En revanche, il ne peut être retenu, sauf à ôter tout sens à ces mots, que la contestation par la société Adler de sa responsabilité, fut-elle infondée, a généré pour les époux Abihssira un préjudice de nature morale.

En outre, leurs écritures ne suffisent pas à permettre de caractériser un préjudice, distinct de celui qui est réparé dans le cadre de l'article 700 du Code de procédure civile, qui résulterait de la résistance abusive qu'ils imputent à la société Adler.

Par réformation de la décision entreprise, les époux Abihssira seront donc déboutés de leurs demandes en paiement de dommages et intérêts pour cause de préjudice moral et de résistance abusive.

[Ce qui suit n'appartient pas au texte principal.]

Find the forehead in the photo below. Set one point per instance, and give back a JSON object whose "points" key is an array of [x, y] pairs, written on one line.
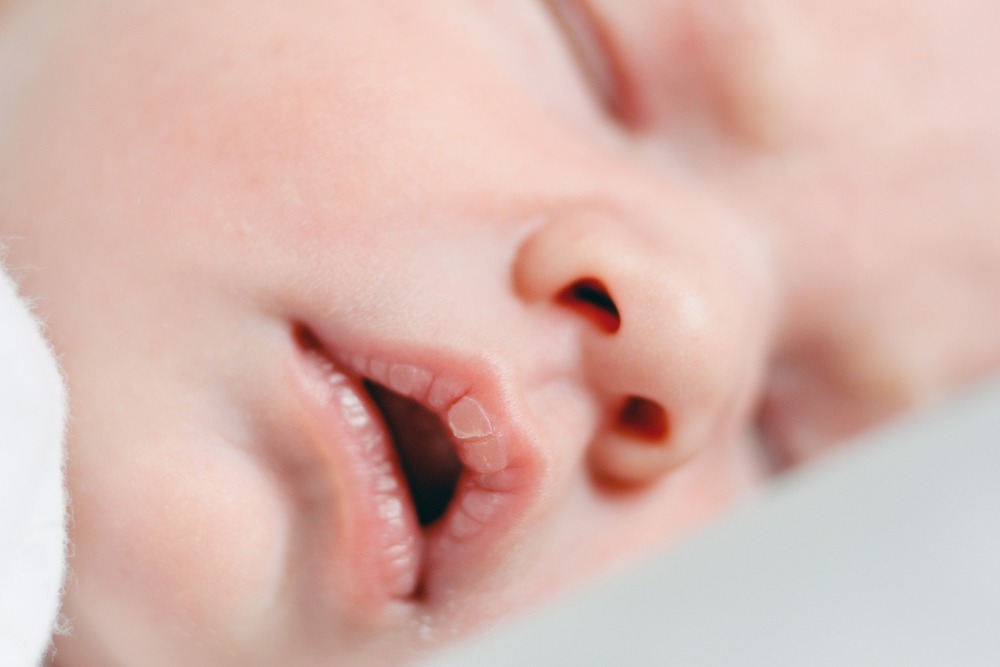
{"points": [[376, 103]]}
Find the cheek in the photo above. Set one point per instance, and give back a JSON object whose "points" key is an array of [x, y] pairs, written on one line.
{"points": [[171, 538]]}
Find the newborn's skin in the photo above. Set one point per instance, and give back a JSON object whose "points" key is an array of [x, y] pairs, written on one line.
{"points": [[230, 213]]}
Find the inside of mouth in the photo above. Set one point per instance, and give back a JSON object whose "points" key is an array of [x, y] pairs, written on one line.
{"points": [[426, 452]]}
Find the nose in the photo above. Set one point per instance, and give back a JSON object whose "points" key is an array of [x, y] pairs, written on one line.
{"points": [[671, 337]]}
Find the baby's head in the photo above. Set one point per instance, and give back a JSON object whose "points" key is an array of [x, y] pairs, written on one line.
{"points": [[381, 320]]}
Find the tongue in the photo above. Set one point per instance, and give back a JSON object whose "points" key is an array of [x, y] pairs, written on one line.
{"points": [[425, 450]]}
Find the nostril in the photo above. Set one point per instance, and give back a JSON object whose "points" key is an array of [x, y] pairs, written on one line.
{"points": [[643, 419], [591, 299]]}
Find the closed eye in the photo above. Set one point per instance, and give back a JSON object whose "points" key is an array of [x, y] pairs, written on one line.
{"points": [[593, 50]]}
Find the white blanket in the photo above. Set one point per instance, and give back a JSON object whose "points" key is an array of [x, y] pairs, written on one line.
{"points": [[32, 499]]}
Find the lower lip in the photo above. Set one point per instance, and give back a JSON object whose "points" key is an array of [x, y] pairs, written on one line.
{"points": [[379, 540]]}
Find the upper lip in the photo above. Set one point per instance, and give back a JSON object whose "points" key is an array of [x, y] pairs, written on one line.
{"points": [[391, 558]]}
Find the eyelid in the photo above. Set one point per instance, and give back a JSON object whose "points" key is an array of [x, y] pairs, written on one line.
{"points": [[593, 49]]}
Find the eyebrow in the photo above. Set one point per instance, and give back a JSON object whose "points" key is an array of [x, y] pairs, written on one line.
{"points": [[594, 50]]}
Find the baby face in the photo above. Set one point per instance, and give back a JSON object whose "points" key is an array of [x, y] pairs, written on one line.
{"points": [[381, 321]]}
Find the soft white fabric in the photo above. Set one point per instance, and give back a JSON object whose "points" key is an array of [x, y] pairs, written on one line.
{"points": [[32, 499]]}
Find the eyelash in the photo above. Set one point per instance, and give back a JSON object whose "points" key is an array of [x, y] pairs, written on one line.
{"points": [[593, 50]]}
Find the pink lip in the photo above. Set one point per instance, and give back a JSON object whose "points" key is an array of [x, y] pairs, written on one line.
{"points": [[390, 557]]}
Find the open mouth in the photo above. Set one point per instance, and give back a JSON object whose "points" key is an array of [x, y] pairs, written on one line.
{"points": [[425, 450], [429, 469]]}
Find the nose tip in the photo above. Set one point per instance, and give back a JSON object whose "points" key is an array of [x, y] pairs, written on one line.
{"points": [[668, 350]]}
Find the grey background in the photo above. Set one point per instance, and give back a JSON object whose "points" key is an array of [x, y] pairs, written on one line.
{"points": [[887, 553]]}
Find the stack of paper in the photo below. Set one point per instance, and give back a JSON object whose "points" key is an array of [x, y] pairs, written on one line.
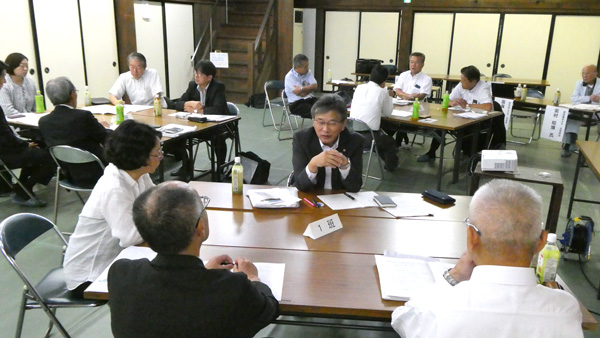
{"points": [[274, 198], [400, 276]]}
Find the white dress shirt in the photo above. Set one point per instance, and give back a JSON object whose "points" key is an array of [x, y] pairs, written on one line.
{"points": [[369, 103], [497, 301], [418, 84], [105, 226], [480, 94], [343, 172], [15, 98], [293, 79], [141, 91]]}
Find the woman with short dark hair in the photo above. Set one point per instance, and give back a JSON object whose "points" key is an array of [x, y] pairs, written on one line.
{"points": [[105, 225]]}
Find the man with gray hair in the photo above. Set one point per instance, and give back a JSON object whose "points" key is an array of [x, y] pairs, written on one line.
{"points": [[141, 84], [299, 85], [176, 294], [492, 290], [66, 125]]}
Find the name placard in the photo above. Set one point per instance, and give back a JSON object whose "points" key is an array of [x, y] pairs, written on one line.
{"points": [[324, 226]]}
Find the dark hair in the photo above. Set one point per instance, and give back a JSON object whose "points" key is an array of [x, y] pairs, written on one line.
{"points": [[206, 67], [328, 103], [419, 55], [299, 59], [13, 60], [137, 56], [166, 216], [471, 73], [130, 145], [379, 74]]}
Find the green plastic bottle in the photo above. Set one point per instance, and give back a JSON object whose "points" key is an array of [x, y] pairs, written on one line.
{"points": [[548, 261], [39, 103], [416, 105], [237, 177], [120, 116], [445, 102]]}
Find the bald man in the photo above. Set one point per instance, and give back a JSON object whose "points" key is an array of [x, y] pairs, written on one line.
{"points": [[587, 90], [492, 290]]}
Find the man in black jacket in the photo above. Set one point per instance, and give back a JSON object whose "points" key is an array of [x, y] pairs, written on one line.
{"points": [[36, 164], [175, 294], [78, 128]]}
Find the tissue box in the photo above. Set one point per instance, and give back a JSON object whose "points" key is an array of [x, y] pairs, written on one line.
{"points": [[499, 160]]}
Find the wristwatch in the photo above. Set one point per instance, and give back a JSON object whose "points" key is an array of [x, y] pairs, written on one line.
{"points": [[449, 278]]}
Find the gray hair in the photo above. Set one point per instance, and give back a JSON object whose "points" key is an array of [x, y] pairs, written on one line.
{"points": [[508, 214], [59, 90]]}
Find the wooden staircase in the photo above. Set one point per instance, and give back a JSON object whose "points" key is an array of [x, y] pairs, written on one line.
{"points": [[237, 38]]}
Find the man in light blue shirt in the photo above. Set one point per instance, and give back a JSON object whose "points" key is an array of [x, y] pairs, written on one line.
{"points": [[299, 85]]}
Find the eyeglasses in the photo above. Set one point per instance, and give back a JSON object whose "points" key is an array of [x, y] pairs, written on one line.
{"points": [[330, 124], [468, 223], [159, 154]]}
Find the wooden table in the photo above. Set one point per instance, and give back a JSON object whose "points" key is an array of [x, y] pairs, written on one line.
{"points": [[588, 152], [446, 123], [532, 175]]}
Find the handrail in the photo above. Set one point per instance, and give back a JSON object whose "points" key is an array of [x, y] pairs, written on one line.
{"points": [[208, 26], [263, 24]]}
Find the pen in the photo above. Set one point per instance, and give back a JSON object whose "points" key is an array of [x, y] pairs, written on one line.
{"points": [[308, 202]]}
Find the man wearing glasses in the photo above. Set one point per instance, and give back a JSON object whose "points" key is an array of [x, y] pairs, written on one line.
{"points": [[328, 156], [176, 294], [492, 290]]}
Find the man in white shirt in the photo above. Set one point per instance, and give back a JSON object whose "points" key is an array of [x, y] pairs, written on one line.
{"points": [[370, 102], [492, 290], [141, 84], [299, 85], [469, 92], [587, 90]]}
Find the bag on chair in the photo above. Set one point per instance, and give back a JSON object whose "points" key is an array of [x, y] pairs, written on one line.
{"points": [[256, 170]]}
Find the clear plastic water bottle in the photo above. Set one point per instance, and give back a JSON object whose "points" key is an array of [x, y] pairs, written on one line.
{"points": [[237, 177], [548, 261]]}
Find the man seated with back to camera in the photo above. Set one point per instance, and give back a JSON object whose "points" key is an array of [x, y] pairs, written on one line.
{"points": [[176, 294], [370, 102], [328, 156], [492, 290]]}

La société Adler Radiateurs, qui succombe principalement, sera condamnée aux dépens.

Mais il n'est pas inéquitable de laisser aux époux Abihssira, déboutés de certaines de leurs demandes, la charge des frais qu'ils ont exposés devant la cour.

Par ces motifs, Statuant par arrêt contradictoire; Réforme la décision entreprise; Déboute les époux Abihssira de leurs demandes en paiement de dommages et intérêts pour cause de préjudice moral et de résistance abusive; En conséquence, condamne la Société Adler Radiateurs à leur payer la seule somme de 3 000 euro en réparation de leur trouble de jouissance; Confirme pour le surplus la décision entreprise; Rejette toute autre demande; Condamne la société Adler Radiateurs aux dépens, lesquels seront recouvrés conformément à l'article 699 du Code de procédure civile.